How many milliliters of 0.246 M HNO3 should be added to 213 mL of 0.00666M 2,2'-bipyridine to give a pH of 4.19?
To solve this problem, we need to use the concept of acid-base reactions and the equation for pH. Here's how you can approach it:
Step 1: Write the equation for the acid-base reaction.
In this case, we have HNO3 (nitric acid) as the acid and 2,2'-bipyridine as the base. The reaction can be written as follows:
HNO3 + 2,2'-bipyridine -> H2O + [2,2'-bipyridine-H]+ + [NO3]-
Step 2: Calculate the concentration of [2,2'-bipyridine-H] ions.
Since we know the pH, we can calculate the concentration of [2,2'-bipyridine-H] using the equation for pH:
pH = -log[H+]
Rearranging the equation:
[H+] = 10^(-pH)
[H+] = 10^(-4.19)
Step 3: Calculate the required amount of HNO3.
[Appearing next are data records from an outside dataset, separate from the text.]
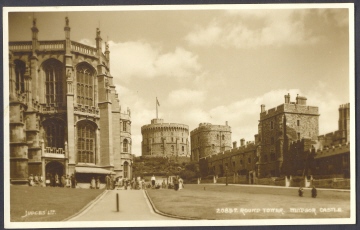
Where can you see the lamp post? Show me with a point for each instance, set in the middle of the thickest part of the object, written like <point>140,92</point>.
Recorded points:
<point>226,169</point>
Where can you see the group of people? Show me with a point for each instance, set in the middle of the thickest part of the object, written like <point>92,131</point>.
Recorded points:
<point>52,180</point>
<point>95,184</point>
<point>35,180</point>
<point>313,192</point>
<point>178,183</point>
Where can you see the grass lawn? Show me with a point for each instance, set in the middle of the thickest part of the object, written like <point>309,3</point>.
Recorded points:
<point>244,202</point>
<point>47,203</point>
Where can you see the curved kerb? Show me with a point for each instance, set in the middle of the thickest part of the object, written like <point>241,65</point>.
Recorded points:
<point>166,214</point>
<point>87,206</point>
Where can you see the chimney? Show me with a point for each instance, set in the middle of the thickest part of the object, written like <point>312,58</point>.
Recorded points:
<point>242,142</point>
<point>234,144</point>
<point>301,100</point>
<point>262,108</point>
<point>287,98</point>
<point>98,41</point>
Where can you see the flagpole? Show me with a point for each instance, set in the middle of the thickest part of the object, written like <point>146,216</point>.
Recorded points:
<point>156,108</point>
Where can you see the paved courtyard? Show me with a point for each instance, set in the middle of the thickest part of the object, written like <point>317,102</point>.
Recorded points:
<point>133,205</point>
<point>220,202</point>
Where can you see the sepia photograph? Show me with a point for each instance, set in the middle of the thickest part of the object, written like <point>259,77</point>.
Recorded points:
<point>179,115</point>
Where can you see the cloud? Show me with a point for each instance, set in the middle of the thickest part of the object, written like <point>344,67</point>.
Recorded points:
<point>243,115</point>
<point>143,60</point>
<point>250,29</point>
<point>186,97</point>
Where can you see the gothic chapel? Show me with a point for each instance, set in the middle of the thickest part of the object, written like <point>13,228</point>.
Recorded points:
<point>65,114</point>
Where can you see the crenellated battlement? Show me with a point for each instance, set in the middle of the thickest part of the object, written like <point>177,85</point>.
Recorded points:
<point>298,107</point>
<point>345,106</point>
<point>208,127</point>
<point>290,108</point>
<point>233,152</point>
<point>333,150</point>
<point>164,126</point>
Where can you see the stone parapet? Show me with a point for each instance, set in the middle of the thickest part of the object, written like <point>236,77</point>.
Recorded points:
<point>290,108</point>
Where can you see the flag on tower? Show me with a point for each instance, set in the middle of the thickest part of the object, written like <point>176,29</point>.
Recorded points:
<point>157,102</point>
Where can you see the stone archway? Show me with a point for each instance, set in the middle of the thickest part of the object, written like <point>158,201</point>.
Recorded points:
<point>54,167</point>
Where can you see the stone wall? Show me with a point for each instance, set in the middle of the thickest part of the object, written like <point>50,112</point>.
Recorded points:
<point>209,139</point>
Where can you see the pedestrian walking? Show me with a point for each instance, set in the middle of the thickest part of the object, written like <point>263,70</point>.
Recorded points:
<point>107,180</point>
<point>63,181</point>
<point>98,183</point>
<point>36,180</point>
<point>153,181</point>
<point>176,183</point>
<point>57,181</point>
<point>73,181</point>
<point>181,183</point>
<point>48,180</point>
<point>31,180</point>
<point>68,181</point>
<point>313,192</point>
<point>301,191</point>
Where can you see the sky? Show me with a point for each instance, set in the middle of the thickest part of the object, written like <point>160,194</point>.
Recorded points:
<point>213,65</point>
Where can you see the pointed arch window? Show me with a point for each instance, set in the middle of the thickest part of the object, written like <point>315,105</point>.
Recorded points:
<point>126,169</point>
<point>125,146</point>
<point>86,143</point>
<point>54,133</point>
<point>53,81</point>
<point>19,76</point>
<point>85,85</point>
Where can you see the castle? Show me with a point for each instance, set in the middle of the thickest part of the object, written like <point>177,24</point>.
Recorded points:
<point>165,139</point>
<point>209,139</point>
<point>65,115</point>
<point>287,143</point>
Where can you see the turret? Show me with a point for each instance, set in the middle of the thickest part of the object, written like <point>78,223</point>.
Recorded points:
<point>234,144</point>
<point>242,142</point>
<point>35,32</point>
<point>98,41</point>
<point>300,100</point>
<point>287,98</point>
<point>67,36</point>
<point>262,108</point>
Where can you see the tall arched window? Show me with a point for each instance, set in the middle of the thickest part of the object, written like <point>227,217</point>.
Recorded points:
<point>125,146</point>
<point>53,81</point>
<point>86,143</point>
<point>55,133</point>
<point>19,76</point>
<point>126,169</point>
<point>85,85</point>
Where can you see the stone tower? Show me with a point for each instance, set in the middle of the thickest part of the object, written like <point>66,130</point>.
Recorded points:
<point>209,139</point>
<point>344,122</point>
<point>165,139</point>
<point>278,127</point>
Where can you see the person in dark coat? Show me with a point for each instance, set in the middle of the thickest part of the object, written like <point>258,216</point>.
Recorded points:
<point>107,180</point>
<point>73,181</point>
<point>313,192</point>
<point>301,191</point>
<point>98,183</point>
<point>176,183</point>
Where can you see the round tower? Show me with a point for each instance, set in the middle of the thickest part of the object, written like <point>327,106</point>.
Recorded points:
<point>165,139</point>
<point>209,139</point>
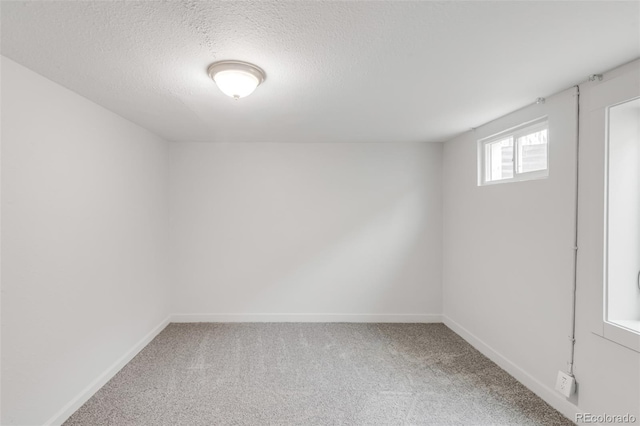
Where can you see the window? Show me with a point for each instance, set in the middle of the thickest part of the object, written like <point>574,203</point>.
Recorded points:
<point>521,153</point>
<point>622,239</point>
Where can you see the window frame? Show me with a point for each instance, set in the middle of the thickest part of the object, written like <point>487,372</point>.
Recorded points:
<point>514,133</point>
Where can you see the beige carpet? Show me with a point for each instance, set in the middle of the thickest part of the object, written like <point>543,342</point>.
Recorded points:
<point>312,374</point>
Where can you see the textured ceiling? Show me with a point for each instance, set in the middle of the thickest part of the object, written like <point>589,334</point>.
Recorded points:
<point>336,71</point>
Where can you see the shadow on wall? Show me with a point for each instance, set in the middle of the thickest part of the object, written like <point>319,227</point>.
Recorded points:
<point>365,263</point>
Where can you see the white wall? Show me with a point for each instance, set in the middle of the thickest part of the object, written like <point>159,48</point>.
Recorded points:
<point>307,231</point>
<point>608,373</point>
<point>508,248</point>
<point>507,268</point>
<point>84,243</point>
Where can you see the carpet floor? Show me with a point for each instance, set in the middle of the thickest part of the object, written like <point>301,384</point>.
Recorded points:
<point>312,374</point>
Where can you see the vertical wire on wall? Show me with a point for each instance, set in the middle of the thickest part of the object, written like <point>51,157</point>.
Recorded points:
<point>572,336</point>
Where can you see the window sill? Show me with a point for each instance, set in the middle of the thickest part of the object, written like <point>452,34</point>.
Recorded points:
<point>623,332</point>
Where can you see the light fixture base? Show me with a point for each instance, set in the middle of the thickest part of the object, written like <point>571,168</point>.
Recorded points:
<point>236,78</point>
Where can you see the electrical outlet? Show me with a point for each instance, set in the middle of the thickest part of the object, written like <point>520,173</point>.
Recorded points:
<point>565,384</point>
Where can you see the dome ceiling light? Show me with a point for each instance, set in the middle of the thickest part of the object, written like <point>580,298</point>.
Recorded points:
<point>235,78</point>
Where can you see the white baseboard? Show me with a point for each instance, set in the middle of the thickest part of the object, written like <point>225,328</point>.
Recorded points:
<point>396,318</point>
<point>550,396</point>
<point>61,416</point>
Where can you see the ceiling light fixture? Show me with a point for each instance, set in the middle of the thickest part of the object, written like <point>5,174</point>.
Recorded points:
<point>235,78</point>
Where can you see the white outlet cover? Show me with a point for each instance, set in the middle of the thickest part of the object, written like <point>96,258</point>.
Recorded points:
<point>565,384</point>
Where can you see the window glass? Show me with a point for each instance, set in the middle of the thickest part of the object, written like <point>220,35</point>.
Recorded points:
<point>532,152</point>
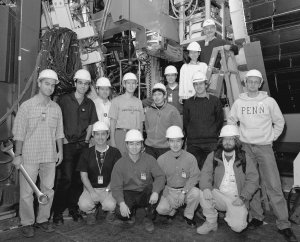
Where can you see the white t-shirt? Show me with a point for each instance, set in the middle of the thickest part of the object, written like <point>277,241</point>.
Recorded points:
<point>186,88</point>
<point>102,110</point>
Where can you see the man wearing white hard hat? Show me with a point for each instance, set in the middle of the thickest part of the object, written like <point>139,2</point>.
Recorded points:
<point>182,174</point>
<point>172,89</point>
<point>136,181</point>
<point>261,123</point>
<point>95,166</point>
<point>202,120</point>
<point>186,89</point>
<point>126,112</point>
<point>79,115</point>
<point>102,102</point>
<point>158,118</point>
<point>38,130</point>
<point>211,41</point>
<point>228,181</point>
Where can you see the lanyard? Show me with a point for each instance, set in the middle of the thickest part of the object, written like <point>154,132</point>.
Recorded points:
<point>102,158</point>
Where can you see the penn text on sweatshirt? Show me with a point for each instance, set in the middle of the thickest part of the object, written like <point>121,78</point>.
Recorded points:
<point>261,121</point>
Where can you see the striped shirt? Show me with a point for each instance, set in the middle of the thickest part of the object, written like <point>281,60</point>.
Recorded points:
<point>38,127</point>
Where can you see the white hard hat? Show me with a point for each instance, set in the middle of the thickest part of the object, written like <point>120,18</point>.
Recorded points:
<point>255,73</point>
<point>170,70</point>
<point>194,46</point>
<point>229,130</point>
<point>208,22</point>
<point>159,86</point>
<point>83,75</point>
<point>174,132</point>
<point>47,73</point>
<point>100,126</point>
<point>134,135</point>
<point>103,82</point>
<point>199,76</point>
<point>129,76</point>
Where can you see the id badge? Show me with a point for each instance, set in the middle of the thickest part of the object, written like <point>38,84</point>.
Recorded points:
<point>100,179</point>
<point>143,176</point>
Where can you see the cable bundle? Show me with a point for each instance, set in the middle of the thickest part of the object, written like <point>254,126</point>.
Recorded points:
<point>60,52</point>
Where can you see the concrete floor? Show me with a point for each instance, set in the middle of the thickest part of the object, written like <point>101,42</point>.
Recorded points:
<point>177,231</point>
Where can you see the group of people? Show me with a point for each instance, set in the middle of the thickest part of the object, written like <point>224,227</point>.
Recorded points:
<point>97,153</point>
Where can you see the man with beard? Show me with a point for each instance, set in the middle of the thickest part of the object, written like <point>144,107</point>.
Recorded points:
<point>228,181</point>
<point>79,115</point>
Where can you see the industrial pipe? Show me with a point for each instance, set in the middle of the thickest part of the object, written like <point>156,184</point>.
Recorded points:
<point>42,198</point>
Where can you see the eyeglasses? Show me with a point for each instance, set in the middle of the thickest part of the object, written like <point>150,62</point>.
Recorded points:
<point>86,84</point>
<point>253,82</point>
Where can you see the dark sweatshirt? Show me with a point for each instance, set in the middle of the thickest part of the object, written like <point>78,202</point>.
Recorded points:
<point>135,176</point>
<point>202,119</point>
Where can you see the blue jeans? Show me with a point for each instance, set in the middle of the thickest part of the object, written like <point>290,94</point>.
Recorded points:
<point>201,151</point>
<point>263,157</point>
<point>46,171</point>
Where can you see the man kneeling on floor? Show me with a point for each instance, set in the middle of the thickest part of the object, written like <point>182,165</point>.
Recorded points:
<point>182,173</point>
<point>132,181</point>
<point>228,181</point>
<point>95,166</point>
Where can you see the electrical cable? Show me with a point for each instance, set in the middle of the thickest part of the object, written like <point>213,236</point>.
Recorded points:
<point>60,52</point>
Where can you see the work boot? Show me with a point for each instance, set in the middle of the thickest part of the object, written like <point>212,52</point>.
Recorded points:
<point>131,221</point>
<point>255,223</point>
<point>90,219</point>
<point>58,219</point>
<point>110,217</point>
<point>45,226</point>
<point>206,227</point>
<point>75,215</point>
<point>148,224</point>
<point>288,234</point>
<point>28,231</point>
<point>190,222</point>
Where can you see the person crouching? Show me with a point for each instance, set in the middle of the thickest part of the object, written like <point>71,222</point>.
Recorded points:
<point>136,181</point>
<point>228,181</point>
<point>95,166</point>
<point>182,175</point>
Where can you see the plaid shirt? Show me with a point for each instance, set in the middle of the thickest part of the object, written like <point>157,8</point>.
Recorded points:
<point>38,127</point>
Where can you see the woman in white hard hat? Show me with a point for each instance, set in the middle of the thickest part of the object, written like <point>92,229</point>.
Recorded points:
<point>186,89</point>
<point>136,181</point>
<point>102,103</point>
<point>126,112</point>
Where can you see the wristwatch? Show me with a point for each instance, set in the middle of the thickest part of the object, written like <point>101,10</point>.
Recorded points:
<point>243,199</point>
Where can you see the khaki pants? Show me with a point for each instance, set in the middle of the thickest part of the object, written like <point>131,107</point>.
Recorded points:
<point>46,171</point>
<point>236,216</point>
<point>191,199</point>
<point>87,205</point>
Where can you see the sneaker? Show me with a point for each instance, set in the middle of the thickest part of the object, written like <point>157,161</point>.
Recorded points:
<point>110,217</point>
<point>90,219</point>
<point>131,221</point>
<point>58,219</point>
<point>148,224</point>
<point>28,231</point>
<point>255,223</point>
<point>206,227</point>
<point>45,226</point>
<point>288,234</point>
<point>75,215</point>
<point>190,222</point>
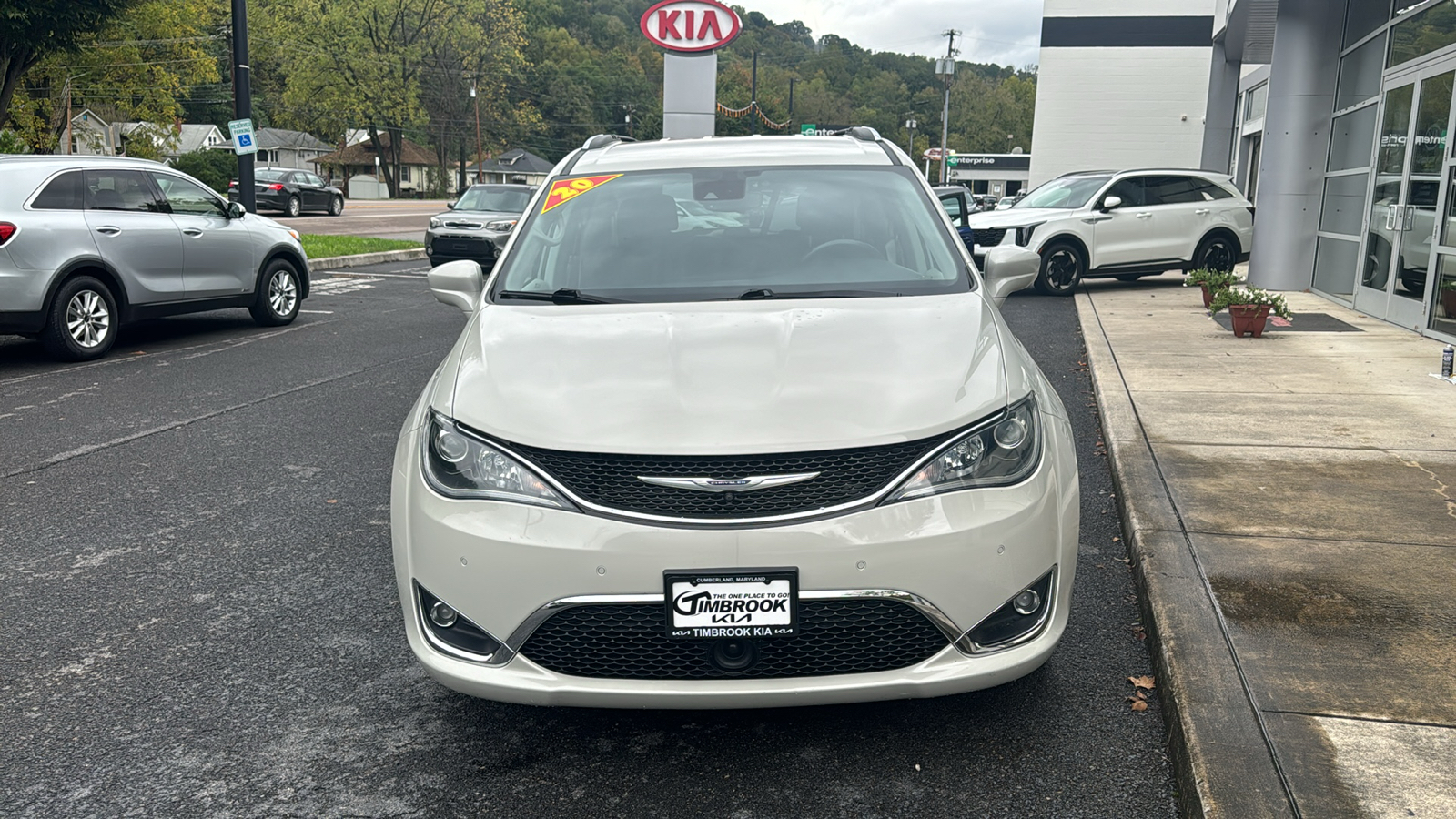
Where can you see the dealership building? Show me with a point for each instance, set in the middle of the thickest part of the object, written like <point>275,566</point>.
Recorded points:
<point>1332,116</point>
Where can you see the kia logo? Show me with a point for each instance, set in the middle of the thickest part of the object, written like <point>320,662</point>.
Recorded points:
<point>691,25</point>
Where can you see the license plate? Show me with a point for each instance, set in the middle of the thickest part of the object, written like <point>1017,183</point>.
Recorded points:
<point>733,602</point>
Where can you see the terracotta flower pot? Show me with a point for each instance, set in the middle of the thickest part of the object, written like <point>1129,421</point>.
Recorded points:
<point>1249,318</point>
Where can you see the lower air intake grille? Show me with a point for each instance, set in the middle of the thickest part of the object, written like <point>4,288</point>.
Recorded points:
<point>836,637</point>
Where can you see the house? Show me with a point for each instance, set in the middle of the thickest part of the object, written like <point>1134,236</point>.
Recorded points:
<point>280,147</point>
<point>516,165</point>
<point>417,167</point>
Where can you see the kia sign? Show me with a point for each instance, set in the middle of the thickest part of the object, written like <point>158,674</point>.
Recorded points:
<point>691,25</point>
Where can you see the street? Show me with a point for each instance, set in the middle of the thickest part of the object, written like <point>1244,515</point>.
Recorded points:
<point>201,617</point>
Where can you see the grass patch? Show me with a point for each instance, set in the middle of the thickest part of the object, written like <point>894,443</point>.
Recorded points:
<point>320,247</point>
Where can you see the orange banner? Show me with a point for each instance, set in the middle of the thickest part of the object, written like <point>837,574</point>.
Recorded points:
<point>567,189</point>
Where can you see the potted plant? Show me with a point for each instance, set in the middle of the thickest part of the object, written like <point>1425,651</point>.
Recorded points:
<point>1212,281</point>
<point>1249,308</point>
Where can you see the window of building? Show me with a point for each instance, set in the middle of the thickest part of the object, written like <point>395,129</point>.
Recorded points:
<point>1423,33</point>
<point>1256,102</point>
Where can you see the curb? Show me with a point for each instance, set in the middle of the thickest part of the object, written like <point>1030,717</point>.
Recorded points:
<point>1223,763</point>
<point>360,259</point>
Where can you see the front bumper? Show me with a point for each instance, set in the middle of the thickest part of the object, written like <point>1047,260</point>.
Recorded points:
<point>961,554</point>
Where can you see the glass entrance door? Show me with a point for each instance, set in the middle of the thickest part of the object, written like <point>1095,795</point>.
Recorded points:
<point>1405,197</point>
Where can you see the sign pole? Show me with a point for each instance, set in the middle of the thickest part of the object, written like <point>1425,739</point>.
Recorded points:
<point>242,106</point>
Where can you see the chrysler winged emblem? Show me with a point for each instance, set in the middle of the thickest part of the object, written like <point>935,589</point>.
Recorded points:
<point>728,484</point>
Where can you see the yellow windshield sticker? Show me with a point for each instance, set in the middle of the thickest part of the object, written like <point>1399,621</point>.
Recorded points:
<point>567,189</point>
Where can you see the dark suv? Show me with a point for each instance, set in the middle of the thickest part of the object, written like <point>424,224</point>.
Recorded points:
<point>478,225</point>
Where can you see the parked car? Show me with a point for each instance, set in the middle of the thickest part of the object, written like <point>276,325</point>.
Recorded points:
<point>1126,225</point>
<point>477,225</point>
<point>291,191</point>
<point>958,205</point>
<point>786,464</point>
<point>92,244</point>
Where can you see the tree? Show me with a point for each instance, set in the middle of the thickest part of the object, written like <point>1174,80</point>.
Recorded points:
<point>35,29</point>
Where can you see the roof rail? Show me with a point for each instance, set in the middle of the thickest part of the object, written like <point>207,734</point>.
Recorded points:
<point>863,133</point>
<point>603,140</point>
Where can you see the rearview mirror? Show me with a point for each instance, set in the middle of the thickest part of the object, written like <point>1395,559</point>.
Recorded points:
<point>1009,270</point>
<point>458,283</point>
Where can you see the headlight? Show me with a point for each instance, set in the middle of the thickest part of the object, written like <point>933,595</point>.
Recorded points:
<point>465,467</point>
<point>997,455</point>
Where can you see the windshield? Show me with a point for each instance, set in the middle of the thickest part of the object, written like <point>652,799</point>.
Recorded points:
<point>1067,191</point>
<point>784,232</point>
<point>495,198</point>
Now, we can use the equation for the acid-base reaction to determine the moles of acid required to neutralize the [2,2'-bipyridine-H] ions. Since we know the concentration of 2,2'-bipyridine and the concentration of [2,2'-bipyridine-H], we can use the equation:
moles of acid = moles of base
moles of HNO3 = (concentration of [2,2'-bipyridine-H] ions) * (volume of 2,2'-bipyridine)
Step 4: Convert the moles of HNO3 to milliliters.
Since we have the concentration of HNO3, we can convert the moles of HNO3 to milliliters using the equation:
moles of HNO3 = (concentration of HNO3) * (volume of HNO3 in milliliters)
Solving this equation will give us the volume of HNO3 required to neutralize the [2,2'-bipyridine-H] ions.
By following these steps and plugging in the given values, you should be able to find the answer.